Na verdade, Deus está acima de toda a nossa afirmação e de toda a nossa negação. Mas a negação nos permite melhor intuir o mistério de Deus, como mistério. O “não” do “não-outro” não é mera negação. É abnegação. Não é mera abdicação. É renúncia, isto é, re-anúncio. Ao evocar Deus como “não-outro”, nós re-anunciamos sua inacessibilidade, isto é, sua magnificência insondável! Ao evocar Deus como “não-outro”, nós dizemos: chamar Deus de outro, de radical ou totalmente outro, é ainda dizer pouco, nada de Deus. O “não” do “não outro” é dialético: ele nega, mas para elevar. Ele nega nossa pretensão de dizer Deus como outro, para elevar-nos à sua inacessibilidade. Como podemos aprender com Mestre Eckhart, com quem Nicolau de Cusa muito aprendeu, “no não dito de sua linguagem é que Deus é Deus”[2]. O nome “não outro”, dito de Deus, apenas quer aludir ao seu inacessível e absoluto mistério, o único Bem, como diz São Francisco (LHr).


Além disso, o nome “não outro” diz também: para Deus não há nada que seja estranho. Nenhuma criatura é o que ela é fora de sua participação no ser, que Deus lhe comunica. Deus é mais íntimo à criatura do que ela a si mesma! Deus não exclui nenhuma criatura da sua comunicação do ser, isto é, de sua bondade difusiva, que se autocomunica, comunicando o ser à criatura. Deste modo, a inacessibilidade de Deus é, ao mesmo tempo, lonjura e proximidade, transcendência e intimidade em relação à criatura.


A inacessibilidade de Deus diz, assim, que Ele se autocomunica a todas as criaturas, a partir de sua bondade difusiva. Nada nem ninguém está excluído desta autocomunicação de Deus. Nada nem ninguém está excluído de sua bondade. Ela é universal: abrange todas as identidades e todas as diferenças das criaturas, abraça todas as identidades e todas as diferenças humanas: não há caminho humano que não seja contemplado com o cuidado solícito de Deus. Inacessível a partir de nós, Deus se faz acessível a todos os homens, por infindos caminhos, a cada qual naquele caminho que é o seu – o próprio, o irrepetível, o singular caminho. Assim, a inacessibilidade de Deus a partir de nós diz, ao mesmo tempo, a universal acessibilidade de Deus a partir dele mesmo. Deus se faz acessível a todos os homens. Para cada homem, tomado na sua singularidade, na história de sua alma, há um caminho para Deus. A fé primordial é, assim, católica, isto é, universal: ela abraça todos os homens, em todos os lugares, em todos os tempos. É a partir desta fé primordial que toda a religiosidade humana irrompe e se ergue. De novo, citamos São Francisco: Deus é o Bem inteiro! (LHr).
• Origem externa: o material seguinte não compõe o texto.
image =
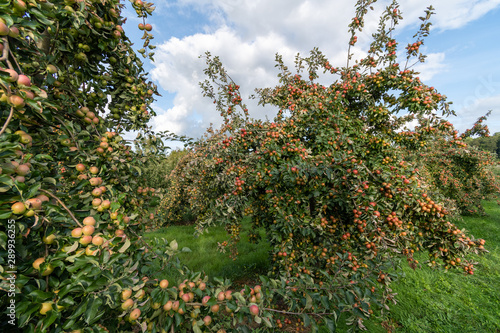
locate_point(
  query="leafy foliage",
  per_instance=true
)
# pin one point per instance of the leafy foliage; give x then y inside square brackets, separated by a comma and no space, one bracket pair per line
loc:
[330,178]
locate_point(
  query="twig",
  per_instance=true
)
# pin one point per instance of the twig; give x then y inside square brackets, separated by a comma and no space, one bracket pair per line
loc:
[64,206]
[8,120]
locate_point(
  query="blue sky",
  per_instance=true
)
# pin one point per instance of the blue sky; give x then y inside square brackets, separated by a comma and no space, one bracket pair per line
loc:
[463,51]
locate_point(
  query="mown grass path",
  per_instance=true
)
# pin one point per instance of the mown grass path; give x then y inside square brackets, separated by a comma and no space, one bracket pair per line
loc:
[428,300]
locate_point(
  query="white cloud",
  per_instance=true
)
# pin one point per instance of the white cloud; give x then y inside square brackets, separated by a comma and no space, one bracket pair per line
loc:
[472,109]
[246,35]
[434,64]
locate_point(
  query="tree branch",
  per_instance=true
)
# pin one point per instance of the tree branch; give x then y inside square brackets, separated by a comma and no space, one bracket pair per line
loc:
[64,206]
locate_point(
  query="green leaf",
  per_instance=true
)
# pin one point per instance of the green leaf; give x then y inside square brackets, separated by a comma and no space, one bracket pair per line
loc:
[330,325]
[50,180]
[308,301]
[90,314]
[125,246]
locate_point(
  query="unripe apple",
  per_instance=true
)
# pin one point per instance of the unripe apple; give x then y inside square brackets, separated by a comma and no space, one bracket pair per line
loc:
[25,139]
[168,306]
[51,69]
[127,304]
[29,213]
[136,313]
[46,307]
[185,298]
[254,310]
[119,233]
[97,192]
[88,230]
[20,6]
[4,29]
[95,181]
[77,232]
[97,240]
[140,294]
[126,294]
[34,203]
[17,101]
[29,94]
[49,239]
[205,300]
[48,270]
[18,208]
[163,284]
[13,75]
[23,80]
[13,32]
[86,240]
[23,169]
[43,197]
[37,263]
[89,251]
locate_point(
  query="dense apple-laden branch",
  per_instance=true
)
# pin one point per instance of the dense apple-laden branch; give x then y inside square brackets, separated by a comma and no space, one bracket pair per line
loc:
[63,205]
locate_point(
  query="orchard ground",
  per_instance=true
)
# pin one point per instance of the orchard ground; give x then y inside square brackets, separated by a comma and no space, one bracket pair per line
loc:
[427,299]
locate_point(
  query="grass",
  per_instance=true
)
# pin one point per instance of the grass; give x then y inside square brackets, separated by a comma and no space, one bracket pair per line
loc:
[205,256]
[428,300]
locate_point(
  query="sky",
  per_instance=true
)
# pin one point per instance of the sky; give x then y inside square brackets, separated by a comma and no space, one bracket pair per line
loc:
[463,51]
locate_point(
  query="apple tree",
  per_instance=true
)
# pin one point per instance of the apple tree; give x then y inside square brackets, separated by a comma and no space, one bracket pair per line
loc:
[332,178]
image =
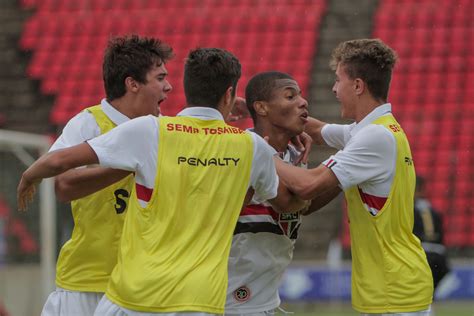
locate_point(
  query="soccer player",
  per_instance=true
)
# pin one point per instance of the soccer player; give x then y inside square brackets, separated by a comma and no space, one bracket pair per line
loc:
[135,81]
[374,168]
[192,172]
[263,241]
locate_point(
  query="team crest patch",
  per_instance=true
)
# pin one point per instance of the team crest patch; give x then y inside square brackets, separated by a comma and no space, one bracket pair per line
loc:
[242,294]
[289,224]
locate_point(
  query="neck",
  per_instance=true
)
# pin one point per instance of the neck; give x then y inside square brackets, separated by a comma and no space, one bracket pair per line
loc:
[278,138]
[365,106]
[124,106]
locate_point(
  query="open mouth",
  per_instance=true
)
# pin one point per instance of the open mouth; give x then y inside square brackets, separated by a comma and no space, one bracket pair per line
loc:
[161,101]
[304,117]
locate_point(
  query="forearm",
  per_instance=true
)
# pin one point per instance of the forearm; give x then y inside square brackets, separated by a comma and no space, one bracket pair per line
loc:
[286,201]
[78,183]
[322,200]
[313,128]
[57,162]
[307,184]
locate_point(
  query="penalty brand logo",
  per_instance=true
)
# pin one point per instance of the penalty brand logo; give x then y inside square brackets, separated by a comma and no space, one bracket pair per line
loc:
[206,162]
[242,294]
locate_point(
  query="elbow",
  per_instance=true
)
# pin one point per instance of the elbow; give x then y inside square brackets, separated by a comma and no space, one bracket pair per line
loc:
[61,188]
[303,190]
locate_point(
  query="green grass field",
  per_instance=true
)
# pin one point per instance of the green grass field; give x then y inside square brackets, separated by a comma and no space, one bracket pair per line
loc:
[450,308]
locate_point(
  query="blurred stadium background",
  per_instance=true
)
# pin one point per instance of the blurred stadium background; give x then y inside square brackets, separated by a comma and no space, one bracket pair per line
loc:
[50,62]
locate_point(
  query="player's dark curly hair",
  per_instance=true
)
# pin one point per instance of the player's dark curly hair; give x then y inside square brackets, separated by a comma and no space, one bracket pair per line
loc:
[131,56]
[208,73]
[368,59]
[261,87]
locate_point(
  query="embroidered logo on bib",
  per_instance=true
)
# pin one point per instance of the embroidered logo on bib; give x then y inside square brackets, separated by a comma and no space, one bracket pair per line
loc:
[242,294]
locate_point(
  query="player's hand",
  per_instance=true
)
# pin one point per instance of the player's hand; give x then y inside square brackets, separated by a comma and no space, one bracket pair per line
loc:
[239,111]
[3,310]
[303,143]
[25,192]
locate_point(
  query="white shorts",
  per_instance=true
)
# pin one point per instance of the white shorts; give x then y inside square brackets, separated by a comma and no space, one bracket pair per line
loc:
[426,312]
[71,303]
[267,313]
[107,308]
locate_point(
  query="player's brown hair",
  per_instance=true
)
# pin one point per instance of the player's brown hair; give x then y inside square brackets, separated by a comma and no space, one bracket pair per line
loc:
[368,59]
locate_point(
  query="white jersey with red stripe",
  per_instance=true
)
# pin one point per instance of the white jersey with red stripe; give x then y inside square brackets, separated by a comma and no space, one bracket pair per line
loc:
[262,248]
[366,158]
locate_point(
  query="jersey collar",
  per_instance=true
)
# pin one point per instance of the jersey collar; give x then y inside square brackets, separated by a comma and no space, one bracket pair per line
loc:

Deus, o inacessível, vem ao nosso encontro, se nos autocomunica, se nos doa. É a fé de Deus! É ao apriori desta fé que a Escritura alude, quando diz que Deus é fiel. Deus bota fé no homem! Ele se dispõe a se dar a nós, livremente. E se dispõe a ser recebido por nós, também livremente. Por e para recebe-lo, nós precisamos nos doar. Até nisso somos agraciados: Deus nos doa a possibilidade de nos doar a Ele; em recebendo-o, livremente. Deus se dispõe, assim, a receber esta nossa autodoação! Deus nos vem ao encontro na absoluta positividade da sua liberdade. E deixa que nós também, livremente, nos doemos na recepção d’Ele, em absoluta positividade (fé) e liberdade.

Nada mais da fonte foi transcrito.